Automatisering en robotisering zijn niet langer nice-to-have, maar essentieel om toekomstbestendig te blijven, benadrukt René Wolters, verantwoordelijk voor Knapp Benelux. Er zijn volgens hem veel zogenaamde ‘one trick pony’s’ in de markt, partijen die uit strategisch oogpunt bewust inzetten op één type oplossing. De van oorsprong Oostenrijkse leverancier Knapp zoekt bewust de breedte op, zowel bot-based als shuttle systemen. 'Dat is nodig, want de wereld van robotisering ontwikkelt zich razendsnel', merkt Wolters.
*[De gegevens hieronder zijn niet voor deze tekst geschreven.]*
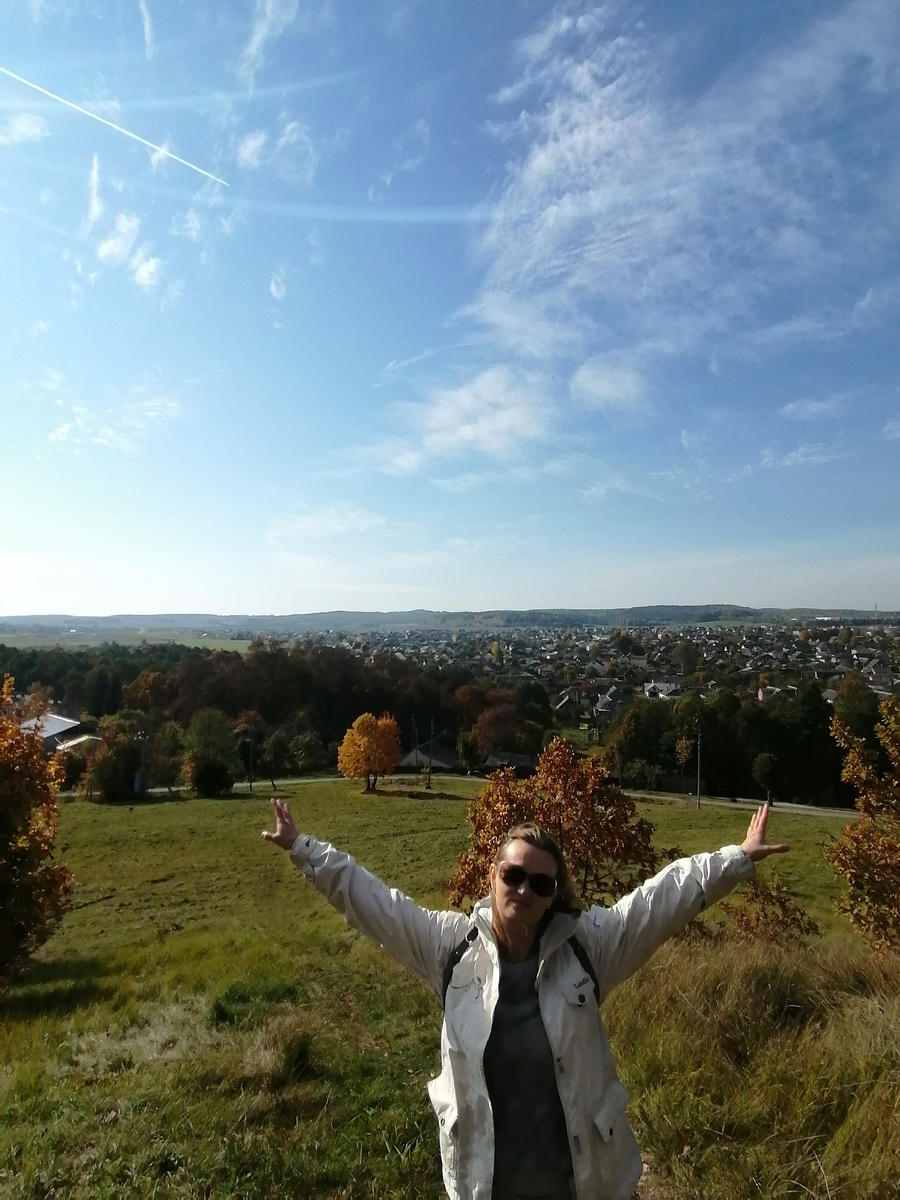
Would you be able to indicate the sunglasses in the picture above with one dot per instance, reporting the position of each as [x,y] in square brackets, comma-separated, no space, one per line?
[515,876]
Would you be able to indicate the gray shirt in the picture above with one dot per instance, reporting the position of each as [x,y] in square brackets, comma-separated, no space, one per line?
[532,1155]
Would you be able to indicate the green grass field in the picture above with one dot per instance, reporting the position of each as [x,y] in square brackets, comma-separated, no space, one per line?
[204,1025]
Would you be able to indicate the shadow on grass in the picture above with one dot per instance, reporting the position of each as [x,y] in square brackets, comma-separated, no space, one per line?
[55,988]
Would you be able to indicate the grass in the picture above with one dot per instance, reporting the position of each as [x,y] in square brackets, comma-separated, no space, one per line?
[203,1025]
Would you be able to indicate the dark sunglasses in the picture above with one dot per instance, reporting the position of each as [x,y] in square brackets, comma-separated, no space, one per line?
[514,877]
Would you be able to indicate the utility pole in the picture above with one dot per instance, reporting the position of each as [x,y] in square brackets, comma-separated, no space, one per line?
[699,738]
[431,743]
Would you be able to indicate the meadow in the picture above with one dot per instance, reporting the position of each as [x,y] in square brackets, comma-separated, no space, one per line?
[203,1025]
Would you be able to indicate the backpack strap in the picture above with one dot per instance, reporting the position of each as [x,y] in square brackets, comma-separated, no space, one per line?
[455,955]
[457,952]
[581,954]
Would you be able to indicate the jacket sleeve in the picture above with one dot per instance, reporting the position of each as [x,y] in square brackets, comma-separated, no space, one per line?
[419,939]
[623,937]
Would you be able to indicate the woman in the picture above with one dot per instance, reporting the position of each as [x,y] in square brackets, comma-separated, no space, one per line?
[527,1101]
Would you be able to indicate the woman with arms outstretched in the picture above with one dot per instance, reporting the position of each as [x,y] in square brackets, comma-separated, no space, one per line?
[527,1101]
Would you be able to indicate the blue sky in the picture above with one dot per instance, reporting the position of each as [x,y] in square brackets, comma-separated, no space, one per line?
[448,305]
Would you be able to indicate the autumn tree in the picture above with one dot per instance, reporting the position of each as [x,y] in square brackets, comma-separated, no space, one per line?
[370,748]
[868,855]
[210,754]
[35,892]
[607,846]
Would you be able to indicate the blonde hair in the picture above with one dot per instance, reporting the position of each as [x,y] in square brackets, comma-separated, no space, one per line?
[534,835]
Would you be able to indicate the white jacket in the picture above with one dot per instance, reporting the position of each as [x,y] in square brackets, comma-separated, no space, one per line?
[618,940]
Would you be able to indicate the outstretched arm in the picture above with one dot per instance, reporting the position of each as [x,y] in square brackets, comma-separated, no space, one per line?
[624,936]
[419,939]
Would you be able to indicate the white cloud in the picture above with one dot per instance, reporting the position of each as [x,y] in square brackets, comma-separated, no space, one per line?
[117,247]
[145,268]
[810,455]
[655,208]
[189,225]
[311,525]
[149,45]
[813,409]
[609,385]
[23,127]
[295,157]
[95,205]
[495,414]
[250,150]
[123,424]
[271,18]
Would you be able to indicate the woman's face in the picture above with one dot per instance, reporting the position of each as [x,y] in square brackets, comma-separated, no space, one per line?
[520,907]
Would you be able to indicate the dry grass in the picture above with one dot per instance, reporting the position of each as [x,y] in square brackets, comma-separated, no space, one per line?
[204,1026]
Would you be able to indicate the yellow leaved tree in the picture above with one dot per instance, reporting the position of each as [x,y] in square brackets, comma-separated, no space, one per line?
[868,855]
[607,846]
[370,748]
[34,891]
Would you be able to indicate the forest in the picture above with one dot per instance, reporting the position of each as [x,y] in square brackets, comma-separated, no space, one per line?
[173,714]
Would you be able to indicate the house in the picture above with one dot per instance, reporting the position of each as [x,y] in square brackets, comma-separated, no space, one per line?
[54,731]
[522,763]
[431,754]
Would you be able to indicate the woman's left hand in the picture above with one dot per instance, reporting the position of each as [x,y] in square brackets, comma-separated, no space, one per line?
[285,829]
[755,845]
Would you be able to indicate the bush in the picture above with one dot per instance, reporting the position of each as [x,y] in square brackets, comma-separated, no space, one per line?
[34,892]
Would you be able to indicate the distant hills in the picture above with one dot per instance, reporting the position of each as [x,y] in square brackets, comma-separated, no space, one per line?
[496,621]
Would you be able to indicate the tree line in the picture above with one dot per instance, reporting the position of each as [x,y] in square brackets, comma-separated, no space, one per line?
[172,714]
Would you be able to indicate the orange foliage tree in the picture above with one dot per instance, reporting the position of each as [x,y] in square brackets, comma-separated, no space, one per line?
[607,846]
[370,748]
[34,892]
[868,856]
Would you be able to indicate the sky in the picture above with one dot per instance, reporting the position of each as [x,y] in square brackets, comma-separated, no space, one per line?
[369,305]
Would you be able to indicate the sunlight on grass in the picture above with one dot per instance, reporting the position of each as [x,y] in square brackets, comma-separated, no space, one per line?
[203,1025]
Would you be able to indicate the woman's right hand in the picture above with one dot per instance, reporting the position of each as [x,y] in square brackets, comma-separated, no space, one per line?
[286,832]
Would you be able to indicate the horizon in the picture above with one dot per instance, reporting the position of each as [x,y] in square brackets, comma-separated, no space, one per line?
[467,309]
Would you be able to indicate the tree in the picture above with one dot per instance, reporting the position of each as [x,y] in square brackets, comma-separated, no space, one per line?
[767,773]
[209,755]
[868,856]
[35,893]
[370,748]
[607,846]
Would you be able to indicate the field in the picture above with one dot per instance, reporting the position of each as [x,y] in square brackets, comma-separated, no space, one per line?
[204,1026]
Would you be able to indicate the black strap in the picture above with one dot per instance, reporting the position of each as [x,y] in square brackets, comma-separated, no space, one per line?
[457,952]
[455,955]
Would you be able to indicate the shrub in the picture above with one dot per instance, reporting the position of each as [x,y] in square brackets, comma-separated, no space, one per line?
[34,892]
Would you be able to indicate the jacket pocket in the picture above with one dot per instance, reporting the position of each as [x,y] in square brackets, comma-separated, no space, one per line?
[443,1099]
[611,1110]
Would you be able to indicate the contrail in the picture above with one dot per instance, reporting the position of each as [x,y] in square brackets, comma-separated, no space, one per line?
[87,112]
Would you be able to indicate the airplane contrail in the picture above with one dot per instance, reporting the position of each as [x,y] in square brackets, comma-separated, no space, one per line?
[87,112]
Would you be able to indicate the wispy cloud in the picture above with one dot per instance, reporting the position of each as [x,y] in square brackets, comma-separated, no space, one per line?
[653,209]
[112,125]
[145,268]
[23,127]
[95,205]
[807,455]
[496,413]
[609,385]
[316,525]
[117,247]
[123,424]
[270,21]
[149,45]
[813,409]
[250,150]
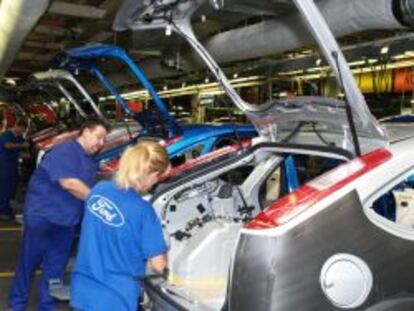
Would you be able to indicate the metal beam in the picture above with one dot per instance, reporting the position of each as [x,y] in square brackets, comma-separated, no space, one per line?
[34,57]
[44,45]
[76,10]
De afgelopen jaren introduceerde Knapp meerdere nieuwe systemen. De opvallendste is een bot-systeem dat in dezelfde categorie valt als Exotec of cube-based-oplossingen, zoals Autostore. Volgens Wolters is dat geen toeval. ‘Je ziet duidelijk een trend naar bot-based-systemen. Daar zie je de markt naartoe bewegen. Maar tegelijkertijd blijven we ook doorontwikkelen op shuttle-technologie. Voor grote projecten met tienduizenden orderregels per dag blijft dat noodzakelijk. Dat gaat simpelweg niet met bots.'
De shuttle blijft een belangrijke pijler. Innovaties richten zich op capaciteit, hoogte en toepassing: shuttles zijn nu ook al inzetbaar in diepvriesomgevingen en reiken tot wel 27 meter hoog. Daarnaast winnen piece picking robots terrein. Waar robots voorheen vooral bakken heen en weer verplaatsten, kunnen ze nu individuele items oppakken en nauwkeurig neerleggen. Dankzij slimme grijpers en visiontechnologie is de bandbreedte aan producten sterk toegenomen. Wolters noemt een voorbeeld uit de food e-commerce. ‘We hebben een klant waar de robot artikelen in individuele papieren zakken in een krat legt. Vijf jaar geleden was dat technisch ondenkbaar. Nu kan het wel.’
Nederland als koploper
Niet ieder land beweegt even snel mee met de robotiseringstrend. Nederland loopt volgens Wolters duidelijk voorop. ‘Nederland is een vakvolwassen markt. Veel innovaties die wij als eerste verkopen en implementeren, landen hier. Dat komt door de hogere arbeidskosten, maar ook door de beschikbaarheid van personeel. Bedrijven zijn eraan gewend om in automatisering te investeren.’ In Oost-Europa is dat anders. Daar zijn arbeidskosten aanzienlijk lager en speelt de urgentie minder. Toch is ook daar de beweging richting automatisering onomkeerbaar.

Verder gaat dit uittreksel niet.